In 1979, anything Stephen Spielberg proposed would get the green light, after his unprecedented back to back hits Jaws and Close Encounters of the Third Kind. This is the only way, 1941, a madcap, screwball comedy set during the paranoia of Southern California in December 1941, managed to get made. 1941 was the first sign that not every Spielberg film would be a critical and popular hit-in addition to garnering some scathing reviews that saw the film as insulting the generation that fought WWII, the film didn’t make its 35 million budget back in the U.S., although it did turn a profit internationally. While films occasionally take some time to find their audience, 1941 deserved this reception. 1941 is a sprawling film, akin to It’s a Mad, Mad, Mad World, with a large budget, long run time, a conviction that a lot of frantic energy and expensive sequences would equal comedy and a too-big cast. Unlike the earlier film, though, there are so many plots and subplots that 1941 never coheres, and while there are some well-known comics in the film-John Candy (Armed and Dangerous), John Belushi (The Blues Brothers), and Dan Aykroyd (Doctor Detroit), for instance, the cast isn’t stuffed with them, and too much screen time is given to unknowns who remain unknown for a reason.

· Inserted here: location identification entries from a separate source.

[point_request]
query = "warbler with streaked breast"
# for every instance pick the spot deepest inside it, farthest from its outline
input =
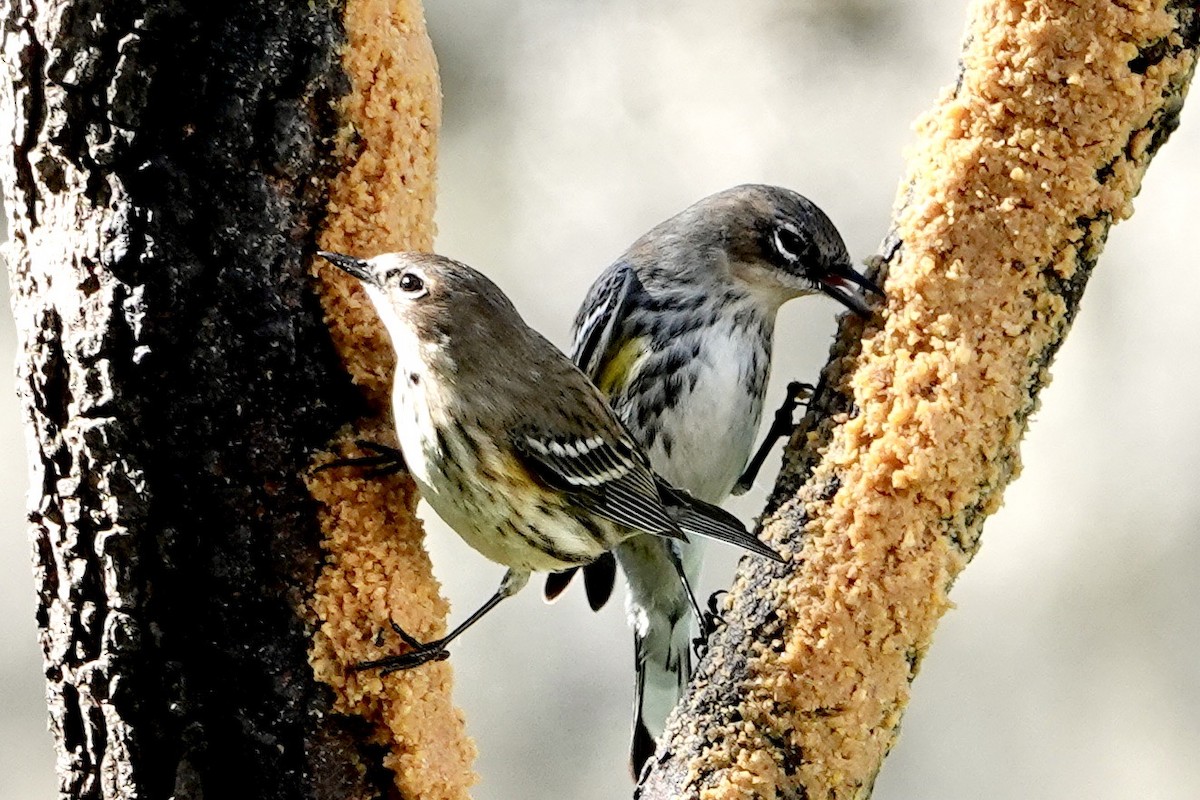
(677, 334)
(508, 440)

A Japanese crew manning a German sub with a German naval attaché (Christopher Lee, The Oblong Box) are cruising Southern California attempting to bomb Hollywood. At the same time, various Angelenos get caught up in the hysteria of the time, try to get laid, try to win contracts with RKO, and so on. Eventually all of these plot threads intersect in a riot and air battle that reference the Zoot Suit Riots and the “Battle of Los Angeles”, an epic exchange of American AA fire prompted by various mistaken reports. In Spielberg’s film, the Battle is caused not by mistakes but by a horny American officer (Tim Matheson, Fletch) flying and making out with a woman who only gets excited by aircraft (Nancy Allen, Out of Sight) while he is pursued by a crazy slob fighter pilot named Captain “Wild” Bill Kelso (John Belushi). The film ends with a battle between the sub, a homeowner with a 40mm AA gun (Ned Beatty, White Lightning), two aircraft spotters on a Ferris wheel (Murray Hamilton, Hysterical and Eddie Deezen, Laserblast), and eventually a Grant tank (crewed by Aykroyd, Candy, and Frank McRae of Used Cars).
1941 was released at 118 minutes, but the director’s cut on DVD is 146 minutes long. It’s impossible to tell if the cut down version would feel leaner and better paced, or if it would just make even less sense than the over-stuffed director’s cut. The director’s cut, however, suffers from a few problems. Spielberg and his collaborators Robert Zemeckis (Forrest Gump), John Milius (Red Dawn) and Bob Gale (Back to the Future) seem to think that explosions and a lot of screaming equal comedy, to the films detriment. As stated earlier, there are far too many characters, and the “romantic lead” couple (Dianne Kay and Bobby Di Cicco, The Big Red One) are (possibly deliberately) underwhelming, but Spielberg spends too much time on them if they’re meant purely as a parody/tribute to the fresh-faced kids of 1940s films.
This is not to say that there aren’t comedic moments. Deezen and Hamilton on the Ferris wheel get a ton of laughs, as does Beatty demolishing his house in an effort to destroy the sub. Warren Oates (Race with the Devil) is very funny as a crazed army officer who believes there are secret Japanese airbases in the alfalfa fields , Robert Stack (Bwana Devil) makes a wonderful, exasperated straight man as General Stillwell, and Slim Pickens (The Howling) is a great as a tree farmer kidnapped by Toshiro Mifune’s (Drunken Angel) sub crew. Aykroyd is at his pompous best as a tank Sgt. prone to impromptu pro-American speeches, though Candy and McRae are stuck with an unfunny racism skit, while Belushi’s part consists of him mugging for the camera. Still, all of these talented performers can’t help the scattered, rambling script or the lackluster direction, which focuses more on the FX and hardware than on successful comedy.
Probably a lot of drugs were used in the making of this film.